Disapproving, embarrassed.
Yet he’d complied with her wish. Her will.
He’d decided to leave the lakeside tavern and not return. Take the girl home, as he told his friends.
They’d stared at Cressida. Only just waiting for Brett to take her away so that they could make crude jokes Brett didn’t want to hear repeated.
He’d had to help her up into the cab of the Jeep. She’d been excited, anxious. Unsteady on her feet as if a single can of beer had gone to her head.
In the Jeep he’d driven a little too fast.
Windows rolled down so the rushing wind made it difficult to hear what she was saying.
She seemed to be pleading
We have so much to say to each other Brett. I don’t think you know me at all, I am not really one of them—the “Mayfields.”
Behind the wheel of the Jeep he felt slightly better. Fresh air in his face and lungs, a smell of the lake, pinewoods.
. . .
had to see you. If you want to talk about Juliet, or . . . about us. What I think I could bring to you, how I could help you . . . not “adjust” . . . I don’t mean any silly cliché like “adjust” . . . I mean in your life now your life is so changed and I am the only one who understands, I think.
He’d listened to her: that was the mistake.
He’d listened, he’d been persuaded. Not that what she said was attractive to him, or that she was attractive to him, but that the surprise of her words was
hopeful
to him, who did not believe—(he would have claimed)—in anything so unlikely as
hope
.
She’d asked him please not to drive back to Carthage. Not yet.
She’d asked him please to drive into the Preserve, and along the river—by moonlight.
(It hadn’t been a clear moonlight but muggy, hazy. A smudged-looking sickle-moon past which thin fingers of clouds moved like dazed fish as if self-propelled. Beyond the Jeep’s headlights was a penumbra of faint, faded light like blindness in which the straight tall trunks of pines emerged with dramatic suddenness.)
He’d wanted to warn her—
What’s between Juliet and me—I’m not talking about. But I can’t be near people, I will hurt them.
Somehow it happened, though he knew it was a mistake, the Jeep turned into the Preserve.
Somehow it happened, the Jeep turned onto Sandhill Road.
Making its way along the rutted dirt road by moonlight. And the river only a few yards away, beyond the passenger’s window, frothy white water in glimmering patches, the sound of the water confused with wind rushing through the Jeep’s windows.
She’d asked him please to stop the Jeep. Just—stop.

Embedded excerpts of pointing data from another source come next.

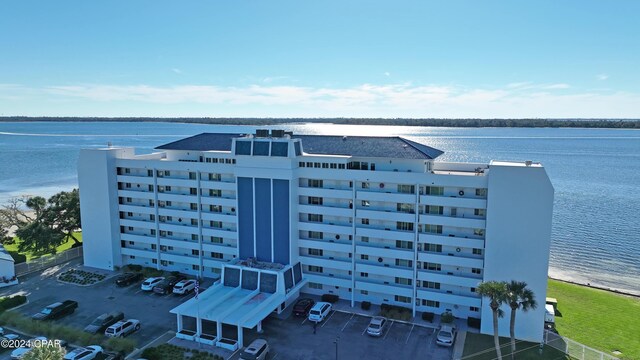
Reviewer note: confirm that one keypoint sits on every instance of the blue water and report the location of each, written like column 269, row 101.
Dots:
column 594, row 172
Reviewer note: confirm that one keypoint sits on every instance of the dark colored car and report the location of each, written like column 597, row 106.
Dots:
column 127, row 279
column 302, row 306
column 104, row 321
column 166, row 286
column 56, row 310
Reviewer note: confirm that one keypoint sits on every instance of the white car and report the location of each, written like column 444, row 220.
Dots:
column 86, row 353
column 148, row 284
column 446, row 335
column 20, row 352
column 184, row 287
column 319, row 311
column 122, row 328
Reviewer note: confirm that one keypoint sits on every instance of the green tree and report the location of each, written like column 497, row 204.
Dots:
column 496, row 292
column 518, row 296
column 45, row 353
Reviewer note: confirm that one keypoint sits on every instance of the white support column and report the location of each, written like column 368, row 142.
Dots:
column 240, row 340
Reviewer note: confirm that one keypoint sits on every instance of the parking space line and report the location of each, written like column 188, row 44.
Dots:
column 347, row 323
column 329, row 318
column 408, row 336
column 388, row 330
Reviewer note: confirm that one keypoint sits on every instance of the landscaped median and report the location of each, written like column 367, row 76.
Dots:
column 600, row 319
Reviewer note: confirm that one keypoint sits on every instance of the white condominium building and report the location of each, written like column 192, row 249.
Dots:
column 373, row 219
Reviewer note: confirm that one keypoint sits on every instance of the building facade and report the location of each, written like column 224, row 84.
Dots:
column 369, row 218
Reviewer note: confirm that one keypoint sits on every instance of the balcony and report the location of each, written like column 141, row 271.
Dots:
column 449, row 298
column 326, row 262
column 326, row 245
column 391, row 270
column 458, row 261
column 451, row 240
column 381, row 287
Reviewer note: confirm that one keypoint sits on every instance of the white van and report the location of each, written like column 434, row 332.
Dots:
column 319, row 311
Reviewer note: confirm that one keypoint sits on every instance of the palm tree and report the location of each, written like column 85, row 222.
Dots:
column 518, row 296
column 496, row 291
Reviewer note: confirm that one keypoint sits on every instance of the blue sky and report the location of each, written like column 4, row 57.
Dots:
column 320, row 58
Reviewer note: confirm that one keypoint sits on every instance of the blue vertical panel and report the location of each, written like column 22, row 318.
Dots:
column 263, row 219
column 245, row 217
column 281, row 221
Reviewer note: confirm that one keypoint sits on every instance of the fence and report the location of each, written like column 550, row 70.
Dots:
column 47, row 261
column 573, row 348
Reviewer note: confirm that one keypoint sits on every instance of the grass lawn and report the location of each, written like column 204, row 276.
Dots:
column 63, row 247
column 599, row 319
column 480, row 347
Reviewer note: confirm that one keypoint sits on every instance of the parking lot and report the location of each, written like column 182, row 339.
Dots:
column 294, row 338
column 151, row 309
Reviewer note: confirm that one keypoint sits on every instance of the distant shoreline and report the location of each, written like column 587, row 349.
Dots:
column 433, row 122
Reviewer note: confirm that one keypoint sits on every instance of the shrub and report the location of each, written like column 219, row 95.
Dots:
column 18, row 258
column 11, row 302
column 427, row 316
column 446, row 317
column 473, row 323
column 332, row 298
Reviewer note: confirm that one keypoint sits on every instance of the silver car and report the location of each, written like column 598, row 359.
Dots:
column 377, row 325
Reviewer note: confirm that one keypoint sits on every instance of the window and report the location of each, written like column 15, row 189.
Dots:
column 433, row 247
column 431, row 285
column 315, row 286
column 434, row 190
column 404, row 244
column 406, row 189
column 435, row 210
column 434, row 229
column 405, row 208
column 403, row 262
column 433, row 266
column 431, row 303
column 403, row 281
column 405, row 226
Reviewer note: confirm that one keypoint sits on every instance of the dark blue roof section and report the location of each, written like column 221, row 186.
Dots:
column 359, row 146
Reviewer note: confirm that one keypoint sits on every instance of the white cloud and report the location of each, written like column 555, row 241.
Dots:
column 366, row 100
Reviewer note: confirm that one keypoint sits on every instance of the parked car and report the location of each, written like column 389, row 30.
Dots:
column 56, row 310
column 20, row 352
column 446, row 335
column 122, row 328
column 184, row 287
column 377, row 325
column 319, row 311
column 104, row 321
column 166, row 286
column 148, row 284
column 127, row 279
column 257, row 350
column 302, row 306
column 86, row 353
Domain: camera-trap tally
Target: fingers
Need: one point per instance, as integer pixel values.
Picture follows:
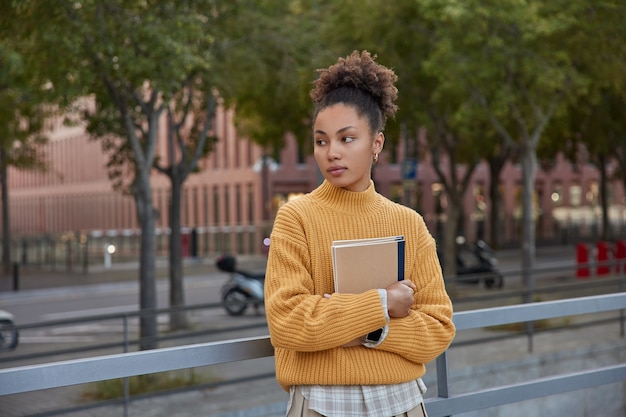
(400, 298)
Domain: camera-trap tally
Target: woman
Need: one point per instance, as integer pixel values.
(352, 354)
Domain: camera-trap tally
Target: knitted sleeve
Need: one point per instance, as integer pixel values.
(299, 317)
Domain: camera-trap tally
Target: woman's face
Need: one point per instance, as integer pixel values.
(344, 147)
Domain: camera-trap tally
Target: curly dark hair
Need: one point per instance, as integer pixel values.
(357, 80)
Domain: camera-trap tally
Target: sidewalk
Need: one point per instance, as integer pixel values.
(265, 398)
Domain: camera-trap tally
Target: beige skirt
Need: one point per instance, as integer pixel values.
(300, 408)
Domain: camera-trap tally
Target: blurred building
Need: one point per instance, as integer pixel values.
(230, 203)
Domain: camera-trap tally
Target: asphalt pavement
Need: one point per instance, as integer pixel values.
(262, 398)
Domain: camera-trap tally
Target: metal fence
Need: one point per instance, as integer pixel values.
(58, 374)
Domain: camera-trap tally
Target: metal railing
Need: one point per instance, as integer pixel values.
(58, 374)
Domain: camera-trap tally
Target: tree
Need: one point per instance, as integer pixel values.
(508, 57)
(134, 58)
(23, 109)
(189, 120)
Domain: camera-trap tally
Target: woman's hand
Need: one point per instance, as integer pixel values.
(400, 298)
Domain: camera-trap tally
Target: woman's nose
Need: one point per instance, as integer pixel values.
(333, 152)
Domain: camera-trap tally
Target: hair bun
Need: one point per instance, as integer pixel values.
(359, 71)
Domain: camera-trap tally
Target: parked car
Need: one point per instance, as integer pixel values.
(9, 335)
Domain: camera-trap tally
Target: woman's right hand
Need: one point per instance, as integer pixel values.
(400, 298)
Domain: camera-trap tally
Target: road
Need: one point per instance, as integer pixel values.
(37, 306)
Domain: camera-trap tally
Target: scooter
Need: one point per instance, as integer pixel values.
(481, 267)
(242, 288)
(9, 336)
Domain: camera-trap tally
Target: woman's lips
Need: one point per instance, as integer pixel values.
(336, 170)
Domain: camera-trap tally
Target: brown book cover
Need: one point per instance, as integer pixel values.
(363, 264)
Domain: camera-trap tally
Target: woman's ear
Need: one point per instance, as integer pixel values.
(379, 141)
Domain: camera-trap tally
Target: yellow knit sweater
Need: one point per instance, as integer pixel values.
(308, 331)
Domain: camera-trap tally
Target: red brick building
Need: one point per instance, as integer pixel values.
(231, 202)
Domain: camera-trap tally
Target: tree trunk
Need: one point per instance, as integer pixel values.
(604, 200)
(529, 172)
(6, 223)
(495, 231)
(147, 262)
(178, 319)
(453, 213)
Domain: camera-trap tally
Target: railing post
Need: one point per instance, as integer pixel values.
(442, 375)
(621, 282)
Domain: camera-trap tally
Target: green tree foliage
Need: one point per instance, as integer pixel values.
(137, 60)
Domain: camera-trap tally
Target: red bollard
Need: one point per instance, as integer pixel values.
(620, 255)
(602, 259)
(184, 245)
(582, 259)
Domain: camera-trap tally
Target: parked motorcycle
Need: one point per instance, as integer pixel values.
(242, 288)
(478, 263)
(9, 335)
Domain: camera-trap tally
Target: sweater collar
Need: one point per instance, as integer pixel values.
(341, 199)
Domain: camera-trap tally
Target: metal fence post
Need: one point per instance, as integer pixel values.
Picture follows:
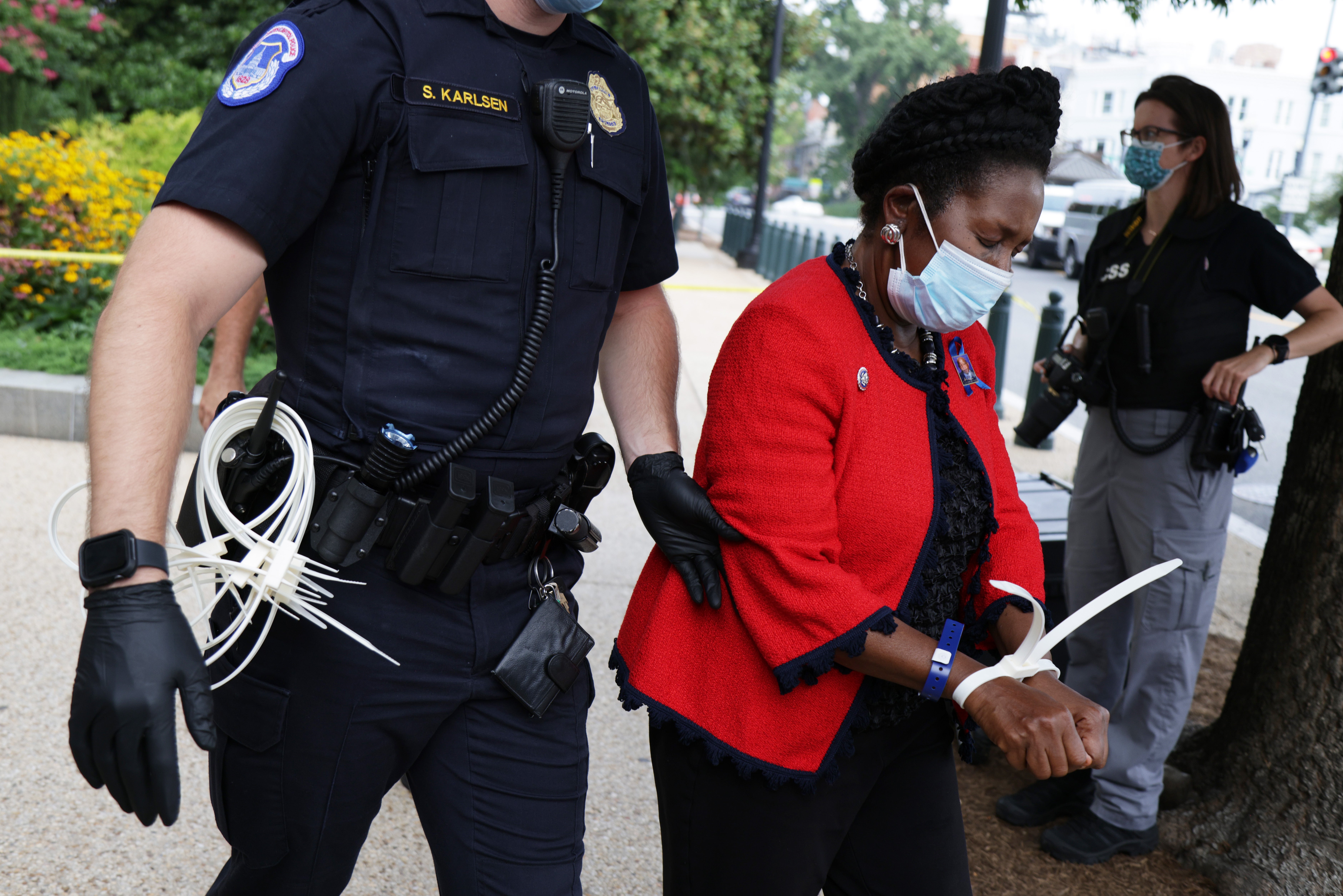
(1000, 323)
(769, 245)
(1051, 331)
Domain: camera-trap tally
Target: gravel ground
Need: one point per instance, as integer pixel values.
(58, 836)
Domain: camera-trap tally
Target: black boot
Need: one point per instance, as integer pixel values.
(1088, 839)
(1046, 801)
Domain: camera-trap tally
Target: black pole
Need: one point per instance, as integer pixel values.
(996, 28)
(751, 254)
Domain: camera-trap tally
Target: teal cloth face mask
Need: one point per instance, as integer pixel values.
(953, 292)
(1144, 163)
(557, 7)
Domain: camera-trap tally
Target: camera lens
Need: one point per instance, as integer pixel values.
(1044, 417)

He would remember this—(not immediately, not when he’d been questioned by the Beechum County sheriff’s detectives, but weeks later)—but not what he’d said trying to reason with her while not looking at her, as in boot camp you learned not to look at the drill sergeant who was yelling at you, it was forbidden to look, to lock eyes, as if you were his equal; whatever she was saying to him, touching his arm, causing the hairs on his forearm to stiffen; leaning closer to him, frightened of him, trembling with her own audacity—
Of course she’s a virgin: she’s terrified. But of course this has to happen, for her it is time. Can’t turn back.
More forcibly he wanted to tell her—he couldn’t risk it, hurting her.
She was his fiancée’s sister. He could not hurt
her.
Fuck fuck fuck this is such a fucking mistake Kincaid. Get out before it’s too late.
There were tears on Cressida’s cheeks. She was heedless, distraught. Pushing herself at him as if, having made a decision in violation of all that she believed and was, it was not comprehensible that he could deny
her
.
How long she’d planned this, or something like this, rehearsed and plotted, feverish, silly and sad—he couldn’t have guessed.